I used pygame for the checkers display itself. Pygame is really easy to use, and a great option for making 2D games in python…like checkers! Here is an active game of checkers using the script with pygame.
A screenshot of the checkers board at the beginning of the game
This is the starting position of the board. I added a few things to make the game feel better. For example pieces that are kings have white circles on top, and the selected piece has a green outline around it.
A screenshot of the checkers board in the middle of the game
Conclusion
And that’s it! I have had a lot of fun making these projects. There is still a lot that I could improve, especially with the checkers game. The Tic-Tac-Toe is currently undefeated (and I doubt that will change), however the checkers game is really easy to beat because the depth of the search is only six. I hope that I will revisit this project in the future, and add a few more things. The minimax algorithm could be optimized more for checkers, and the heuristics could be greatly improved, however I am going to leave the project where it is at for now. The code for both Tic-Tac-Toe and checkers are on my github.
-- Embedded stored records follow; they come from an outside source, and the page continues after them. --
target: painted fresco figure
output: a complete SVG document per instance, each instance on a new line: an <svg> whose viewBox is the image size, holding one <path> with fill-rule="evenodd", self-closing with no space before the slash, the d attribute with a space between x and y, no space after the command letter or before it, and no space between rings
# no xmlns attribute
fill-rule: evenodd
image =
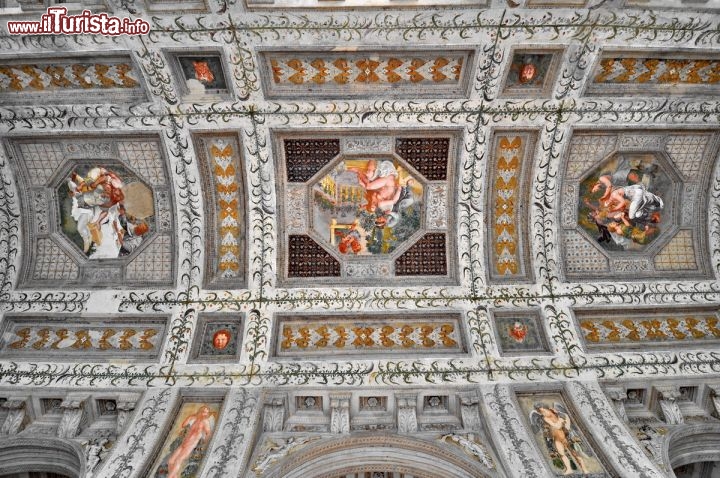
<svg viewBox="0 0 720 478"><path fill-rule="evenodd" d="M537 73L537 66L535 66L535 63L533 63L530 58L527 58L518 71L518 83L521 85L531 83L537 76Z"/></svg>
<svg viewBox="0 0 720 478"><path fill-rule="evenodd" d="M564 406L559 403L552 406L536 403L534 410L530 412L530 423L535 433L542 431L554 466L562 468L565 475L572 474L573 470L588 473L580 445L581 439L574 432L570 415ZM575 464L574 468L571 462Z"/></svg>
<svg viewBox="0 0 720 478"><path fill-rule="evenodd" d="M82 238L83 252L89 253L90 259L128 255L140 245L149 227L127 214L125 184L115 172L95 167L84 178L73 172L67 185L72 197L70 215Z"/></svg>
<svg viewBox="0 0 720 478"><path fill-rule="evenodd" d="M200 465L203 454L199 449L212 436L215 428L215 416L207 406L203 405L196 413L183 420L180 428L182 432L170 447L173 451L166 458L166 467L160 466L155 474L157 478L195 476L194 474L187 475L185 471L190 465L194 467Z"/></svg>
<svg viewBox="0 0 720 478"><path fill-rule="evenodd" d="M596 192L605 187L605 193L600 197L604 207L611 212L622 212L620 219L626 226L630 221L649 217L656 210L662 209L663 200L645 188L644 184L630 186L613 186L609 176L600 176L592 191Z"/></svg>
<svg viewBox="0 0 720 478"><path fill-rule="evenodd" d="M212 344L216 350L223 350L230 343L230 331L227 329L218 330L213 335Z"/></svg>
<svg viewBox="0 0 720 478"><path fill-rule="evenodd" d="M358 184L365 190L363 209L374 216L370 231L372 242L385 243L391 229L400 223L402 212L415 202L412 192L414 180L408 178L404 185L401 184L400 172L389 160L378 162L370 159L364 168L350 167L347 170L357 175ZM358 236L357 231L346 234L339 244L340 252L360 252Z"/></svg>
<svg viewBox="0 0 720 478"><path fill-rule="evenodd" d="M528 327L527 325L515 321L512 326L508 329L508 335L515 340L517 343L525 342L525 336L527 336Z"/></svg>
<svg viewBox="0 0 720 478"><path fill-rule="evenodd" d="M400 187L399 173L391 161L377 161L371 159L367 162L365 170L349 168L355 172L358 182L365 189L365 208L368 212L374 212L376 208L382 211L391 211L400 198L402 188Z"/></svg>
<svg viewBox="0 0 720 478"><path fill-rule="evenodd" d="M360 244L360 233L357 231L357 229L350 229L350 232L345 234L342 239L340 239L340 243L338 244L338 250L342 254L348 254L350 252L352 252L353 254L357 254L362 250L362 245Z"/></svg>
<svg viewBox="0 0 720 478"><path fill-rule="evenodd" d="M657 165L641 167L621 157L612 173L598 177L590 192L602 195L597 204L587 197L588 219L600 235L597 241L613 242L623 249L632 243L647 244L660 232L662 198L649 191Z"/></svg>

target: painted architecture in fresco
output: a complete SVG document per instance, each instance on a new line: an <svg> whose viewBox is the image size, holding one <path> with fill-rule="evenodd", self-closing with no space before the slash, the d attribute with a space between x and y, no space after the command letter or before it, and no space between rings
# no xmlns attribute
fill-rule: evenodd
<svg viewBox="0 0 720 478"><path fill-rule="evenodd" d="M313 228L341 254L388 254L420 228L423 185L390 157L345 159L312 193Z"/></svg>
<svg viewBox="0 0 720 478"><path fill-rule="evenodd" d="M718 1L0 0L0 475L720 476Z"/></svg>

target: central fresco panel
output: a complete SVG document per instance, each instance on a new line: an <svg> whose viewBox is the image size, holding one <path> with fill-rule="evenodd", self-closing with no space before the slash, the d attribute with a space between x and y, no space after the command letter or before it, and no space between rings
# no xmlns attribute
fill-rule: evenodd
<svg viewBox="0 0 720 478"><path fill-rule="evenodd" d="M457 135L333 136L276 135L284 282L451 283Z"/></svg>
<svg viewBox="0 0 720 478"><path fill-rule="evenodd" d="M397 158L345 157L311 191L313 230L341 254L389 254L420 230L423 184Z"/></svg>
<svg viewBox="0 0 720 478"><path fill-rule="evenodd" d="M578 224L605 250L646 250L676 222L679 181L666 168L655 154L611 156L580 183Z"/></svg>

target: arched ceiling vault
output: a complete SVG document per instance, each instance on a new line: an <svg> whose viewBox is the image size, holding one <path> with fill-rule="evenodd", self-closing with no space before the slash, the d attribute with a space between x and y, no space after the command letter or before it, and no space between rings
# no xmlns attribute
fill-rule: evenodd
<svg viewBox="0 0 720 478"><path fill-rule="evenodd" d="M617 426L715 420L714 0L395 3L0 0L0 434L143 476L205 403L203 476L378 426L543 476L547 402L669 471Z"/></svg>

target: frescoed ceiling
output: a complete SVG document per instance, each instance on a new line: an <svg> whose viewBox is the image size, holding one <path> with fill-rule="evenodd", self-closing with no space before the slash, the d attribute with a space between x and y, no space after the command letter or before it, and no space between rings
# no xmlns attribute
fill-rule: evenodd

I want to link the YouTube videos that taught me how to use this algorithm. First is John Levine’s video on Alpha Beta pruning. Second is Sebastion Lague’s video on Minimax and Alpha Beta prunning. Third is freeCodeCamp.org’s video for Harvard CS50’s Artificial Intelligence with Python. These videos helped me so much in understanding the algorithm and how it functions.